Adalah ia, Hanzalah bin Abi Amir, seorang sahabat yang sudah masyhur dalam sirah para sahabat. Sebab perkawinannya yang berlangsung malam itu jualah, Rasulullah menangguhkan saja ia sebagai cadangan, agar ia menyusul keesokan paginya. Namun ia tetap bersikeras agar Rasulullah mengizinkannya untuk turut serta dalam peperangan itu. Tapi Rasulullah tetap untuk mencadangkannya sampai pagi besok. Akhirnya, ia berpikir bahwa nasihat Rasulullah itu ada baiknya, ia pun menurutinya dan bermalam bersama istrinya.
Malam di kota Madinah, ia pun menikmati manisnya keindahan gemerlap bintang-bintang di sana bersama bidadari yang telah mendampingi di sisinya kini. Ia berbaur dalam nuansa sejuk serta damai itu. Malam di mana seharusnya sepasang pengantin saling memadukan rindu yang telah lama dinanti.
Manakala ia melaksanakan kewajibannya sebagai seorang suami, genderang perang membahana bertubi-tubi. Sebuah panggilan untuk memperjuangkan islam saat itu. Lantas saja, Hanzalah bangkit dari peraduannya dan sigap mengenakan perlengkapan perangnya. Betapa tak sakit hati seorang istri, di malam pengantin ia ditinggalkan untuk berperang yang mereka pun tak tahu, apakah Hanzalah akan kembali.
“Janganlah kau bersedih, do’akan saya kembali membawa kemenangan.”
Jamilah pun hanya tertunduk, melambangkan kebimbangan hatinya. Hanzalah dengan gagahnya turun ke medan perang bersama kudanya.
Ketika berhadapan dengan musuh di medan perang, Hanzalah memamerkan daya juang yang sangat menggerunkan musuh dengan membunuh para musuh di kalangan anggota tentara Quraisy sehingga membuka jalan kepada Beliau yang akhirnya membawa Beliau berhadapan dengan Abu Suffian bin Harb, ketua panglima perang Quraisy.
Hanzalah, nyaris berhasil membunuh Abu Suffian tetapi Allah lebih memilih beliau untuk syahid. Ketika Hanzalah hendak menebaskan pedangnya ke Abu Suffian, Abu Suffian berteriak dan hal itu menarik perhatian kawanan perangnya.
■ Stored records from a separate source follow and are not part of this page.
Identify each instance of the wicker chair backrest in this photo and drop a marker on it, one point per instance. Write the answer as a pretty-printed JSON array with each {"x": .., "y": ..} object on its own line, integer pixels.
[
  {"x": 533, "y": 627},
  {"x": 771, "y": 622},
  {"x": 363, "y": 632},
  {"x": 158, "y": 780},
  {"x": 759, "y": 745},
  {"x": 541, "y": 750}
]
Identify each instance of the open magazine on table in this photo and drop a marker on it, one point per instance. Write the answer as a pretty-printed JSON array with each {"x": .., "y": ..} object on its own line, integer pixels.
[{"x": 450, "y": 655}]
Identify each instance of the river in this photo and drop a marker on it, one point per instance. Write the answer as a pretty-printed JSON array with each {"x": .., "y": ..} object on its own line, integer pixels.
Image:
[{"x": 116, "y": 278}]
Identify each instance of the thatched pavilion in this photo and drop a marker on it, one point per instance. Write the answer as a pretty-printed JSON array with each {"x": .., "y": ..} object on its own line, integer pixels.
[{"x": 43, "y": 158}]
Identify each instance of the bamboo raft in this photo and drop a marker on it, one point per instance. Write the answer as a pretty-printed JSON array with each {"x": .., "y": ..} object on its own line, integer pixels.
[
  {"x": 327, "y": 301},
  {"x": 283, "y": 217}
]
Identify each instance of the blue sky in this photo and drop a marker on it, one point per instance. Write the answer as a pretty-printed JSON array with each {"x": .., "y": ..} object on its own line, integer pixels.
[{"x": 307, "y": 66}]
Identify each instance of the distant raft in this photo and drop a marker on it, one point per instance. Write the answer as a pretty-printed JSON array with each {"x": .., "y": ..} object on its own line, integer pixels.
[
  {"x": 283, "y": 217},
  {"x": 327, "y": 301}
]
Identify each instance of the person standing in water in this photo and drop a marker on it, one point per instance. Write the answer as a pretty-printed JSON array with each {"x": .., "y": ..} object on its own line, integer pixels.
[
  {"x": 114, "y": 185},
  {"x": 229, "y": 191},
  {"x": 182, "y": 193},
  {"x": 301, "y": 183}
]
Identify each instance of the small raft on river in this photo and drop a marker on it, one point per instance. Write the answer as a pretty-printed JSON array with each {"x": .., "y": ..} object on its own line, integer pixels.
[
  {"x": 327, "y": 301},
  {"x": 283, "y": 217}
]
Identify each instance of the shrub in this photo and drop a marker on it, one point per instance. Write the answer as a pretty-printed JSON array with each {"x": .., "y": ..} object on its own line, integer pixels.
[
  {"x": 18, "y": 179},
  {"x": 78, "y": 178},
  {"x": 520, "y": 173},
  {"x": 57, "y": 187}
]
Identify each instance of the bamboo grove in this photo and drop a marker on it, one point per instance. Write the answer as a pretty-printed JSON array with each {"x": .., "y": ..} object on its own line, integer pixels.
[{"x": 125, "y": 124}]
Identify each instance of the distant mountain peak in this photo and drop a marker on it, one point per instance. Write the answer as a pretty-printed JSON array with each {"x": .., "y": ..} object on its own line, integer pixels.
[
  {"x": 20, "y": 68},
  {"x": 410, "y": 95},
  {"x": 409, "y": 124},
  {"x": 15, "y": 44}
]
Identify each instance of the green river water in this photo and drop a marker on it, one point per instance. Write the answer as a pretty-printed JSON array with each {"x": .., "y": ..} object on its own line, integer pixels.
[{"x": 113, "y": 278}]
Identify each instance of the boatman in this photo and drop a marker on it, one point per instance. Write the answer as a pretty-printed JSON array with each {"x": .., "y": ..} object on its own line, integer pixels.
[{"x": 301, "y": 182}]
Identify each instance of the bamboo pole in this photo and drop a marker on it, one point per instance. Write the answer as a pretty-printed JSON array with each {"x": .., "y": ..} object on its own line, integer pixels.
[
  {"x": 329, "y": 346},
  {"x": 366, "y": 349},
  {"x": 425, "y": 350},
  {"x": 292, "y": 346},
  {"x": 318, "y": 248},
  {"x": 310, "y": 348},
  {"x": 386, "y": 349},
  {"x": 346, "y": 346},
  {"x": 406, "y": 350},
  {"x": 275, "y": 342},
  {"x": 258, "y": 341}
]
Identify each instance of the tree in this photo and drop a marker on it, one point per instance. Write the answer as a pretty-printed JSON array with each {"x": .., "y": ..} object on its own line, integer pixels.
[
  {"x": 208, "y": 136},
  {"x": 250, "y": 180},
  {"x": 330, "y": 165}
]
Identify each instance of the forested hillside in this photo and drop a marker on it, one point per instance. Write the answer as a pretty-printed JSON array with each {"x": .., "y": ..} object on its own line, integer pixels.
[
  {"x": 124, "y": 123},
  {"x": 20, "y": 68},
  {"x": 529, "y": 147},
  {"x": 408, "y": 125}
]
Dengan sigap para tentara itupun mengepung Hanzalah dan memekiknya dengan kuat sehingga ia pun wafat oleh salah seorang pengikut Abu Suffian, Syaddah bin Al Aswad.
Akhirnya, peperangan pun berakhir. Para sahabat sibuk mengumpulkan pasukan yang cidera dan yang gugur dalam peperangan yang diikuti oleh seribu tentara muslim berhadapan dengan tiga ribu kafir Quraisy itu. Namun, para sahabat kebingungan, mereka tiada menemukan jenazah Hanzalah. Tiba-tiba salah seorang dari mereka melihat gundukan tanah, yang ternyata di sana ada Hanzalah. Tubuhnya basah, air mengucur segar dari kepalanya. Ada apa ini? Para sahabat bertanya-tanya, jelas saja karena waktu itu siang begitu teriknya, sedangkan wajah Hanzalah begitu berseri dan nampak tenang.
Rasulullah berkata, “Saya terlihat antara langit dan bumi, para malaikat memandikan mayat Hanzalah dengan air daripada awan yang diisikan ke dalam bekas perak.” Hanzalah teristimewa dimandikan oleh malaikat sebab ketika ia meluncur menuju peperangan ia tak sempat mandi junub. Akhirnya, ia pun syahid, dan namanya tercatat dalam histori islam sebagai sahabat yang paling tegas dalam jalan jihad ini.